The source is the diary of the Anghiara notary and public official Giusto Giusti which covers the years 1437 to 1482, recently edited for the first time by Nerida Newbigin, professor emerita[ of Italian Language and Literature at the University of Sydney. See Nerida Newbigin, ed., "I Giornali di ser Giusto Giusti d'Anghiari (1437-1482)" in Letteratura Italiana Antica, III, 2002, pp. 41-246.

An entry for 16 September, 1440, reads (p. 66):

Venerdì a dì 16 settembre donai al magnifico signore messer Gismondo un paio di naibi a trionfi, che io avevo fatto fare a posta a Fiorenza con l’armi sua, belli, che mi costaro ducati quattro e mezzo.
(Translation: Friday 16 September, I gave to the magnificent lord sir Gismondo, a pack of triumph cards, that I had made expressly in Florence, with his arms, and beautifully done, which cost me four and a half ducats.)

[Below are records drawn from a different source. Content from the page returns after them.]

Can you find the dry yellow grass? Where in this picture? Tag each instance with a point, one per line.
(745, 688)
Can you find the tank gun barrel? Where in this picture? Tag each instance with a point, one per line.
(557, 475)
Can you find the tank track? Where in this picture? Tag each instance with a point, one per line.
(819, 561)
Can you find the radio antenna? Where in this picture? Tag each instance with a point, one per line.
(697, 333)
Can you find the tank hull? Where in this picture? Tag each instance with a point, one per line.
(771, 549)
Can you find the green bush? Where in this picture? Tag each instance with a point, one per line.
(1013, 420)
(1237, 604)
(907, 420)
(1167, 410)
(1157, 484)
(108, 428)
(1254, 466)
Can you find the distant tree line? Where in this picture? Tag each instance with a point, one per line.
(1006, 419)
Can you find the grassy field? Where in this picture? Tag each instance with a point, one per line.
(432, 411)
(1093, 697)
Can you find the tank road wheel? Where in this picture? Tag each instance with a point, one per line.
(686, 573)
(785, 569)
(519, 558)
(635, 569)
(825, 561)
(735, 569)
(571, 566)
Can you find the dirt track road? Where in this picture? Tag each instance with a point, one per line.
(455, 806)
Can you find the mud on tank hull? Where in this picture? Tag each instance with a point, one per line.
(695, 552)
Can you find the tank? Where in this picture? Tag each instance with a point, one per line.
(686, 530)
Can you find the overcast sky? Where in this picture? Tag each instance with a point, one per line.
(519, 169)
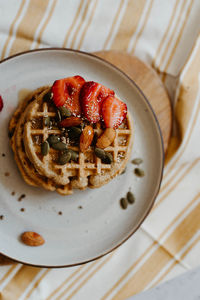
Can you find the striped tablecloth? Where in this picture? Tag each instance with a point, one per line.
(164, 34)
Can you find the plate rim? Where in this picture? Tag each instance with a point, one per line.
(162, 154)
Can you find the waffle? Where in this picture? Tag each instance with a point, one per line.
(89, 171)
(26, 168)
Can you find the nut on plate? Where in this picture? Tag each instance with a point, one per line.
(33, 239)
(106, 138)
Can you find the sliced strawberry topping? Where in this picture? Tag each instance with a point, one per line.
(66, 93)
(91, 96)
(113, 112)
(1, 103)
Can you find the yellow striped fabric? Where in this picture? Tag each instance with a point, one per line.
(166, 35)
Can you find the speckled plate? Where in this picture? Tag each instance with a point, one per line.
(92, 222)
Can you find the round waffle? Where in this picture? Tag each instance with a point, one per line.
(89, 171)
(26, 168)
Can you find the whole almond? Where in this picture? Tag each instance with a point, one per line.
(106, 138)
(86, 138)
(31, 238)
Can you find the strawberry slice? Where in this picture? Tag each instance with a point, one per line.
(66, 93)
(1, 103)
(91, 96)
(113, 112)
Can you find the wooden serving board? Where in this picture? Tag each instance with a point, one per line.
(150, 84)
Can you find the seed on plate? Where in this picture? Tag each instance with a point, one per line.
(59, 146)
(130, 197)
(45, 148)
(123, 203)
(64, 112)
(31, 238)
(137, 161)
(53, 139)
(64, 158)
(46, 121)
(139, 172)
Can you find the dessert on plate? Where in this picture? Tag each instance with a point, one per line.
(71, 135)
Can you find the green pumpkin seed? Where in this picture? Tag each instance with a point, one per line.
(47, 97)
(53, 139)
(137, 161)
(45, 148)
(130, 197)
(108, 158)
(58, 115)
(123, 172)
(59, 146)
(64, 112)
(64, 158)
(139, 172)
(74, 133)
(100, 153)
(74, 154)
(95, 138)
(46, 121)
(123, 203)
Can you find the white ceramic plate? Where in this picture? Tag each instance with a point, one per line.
(78, 235)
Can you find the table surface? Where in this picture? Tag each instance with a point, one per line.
(184, 287)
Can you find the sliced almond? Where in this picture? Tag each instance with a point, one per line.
(31, 238)
(106, 138)
(86, 138)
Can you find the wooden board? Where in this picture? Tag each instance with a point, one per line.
(149, 82)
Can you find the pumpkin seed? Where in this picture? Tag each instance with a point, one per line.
(64, 158)
(53, 139)
(47, 97)
(45, 148)
(11, 132)
(64, 112)
(59, 146)
(123, 203)
(46, 121)
(123, 172)
(137, 161)
(108, 158)
(95, 139)
(139, 172)
(58, 115)
(74, 132)
(100, 153)
(74, 154)
(130, 197)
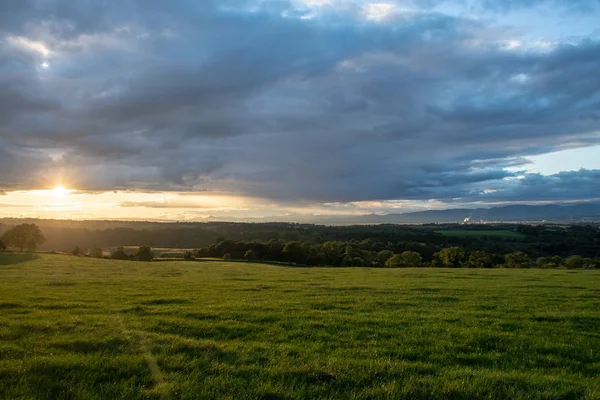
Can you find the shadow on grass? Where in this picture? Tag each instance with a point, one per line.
(7, 258)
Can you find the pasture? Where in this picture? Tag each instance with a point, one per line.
(79, 328)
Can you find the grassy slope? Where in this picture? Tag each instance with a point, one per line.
(84, 328)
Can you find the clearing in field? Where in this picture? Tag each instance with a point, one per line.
(100, 329)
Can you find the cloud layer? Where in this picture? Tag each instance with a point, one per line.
(303, 100)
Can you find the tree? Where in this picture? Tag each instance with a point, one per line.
(250, 255)
(406, 259)
(144, 253)
(518, 259)
(96, 253)
(119, 254)
(574, 262)
(24, 236)
(450, 256)
(383, 256)
(411, 259)
(480, 259)
(295, 252)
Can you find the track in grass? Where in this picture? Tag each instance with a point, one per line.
(98, 329)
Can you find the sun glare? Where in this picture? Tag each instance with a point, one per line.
(60, 191)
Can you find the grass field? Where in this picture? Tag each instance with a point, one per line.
(76, 328)
(475, 232)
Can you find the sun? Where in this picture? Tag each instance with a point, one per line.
(59, 191)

"Gismondo" is Sigismondo Pandolfo Malatesta. Other notable details are the location where the cards were made, Florence; the unique term "naibi a trionfi"; and the price of four and half ducats.

It has been 138 years since Giuseppe Campori published the earliest known reference to Tarot cards - "carte da trionfi" - in the account books of the ruling Este family in Ferrara - and since 1874, research, both accidental and determined, has found many more references to the cards and the game of Triumphs, all of them [i]after[/i] this previously earliest documented reference on 10 February, 1442. The picture of the game of Tarot's spread in the 15th and subsequent centuries has been amply filled out - more, perhaps, than for any other 15th century card game - but with this new discovery a little light is beginning to be shed on an earlier time.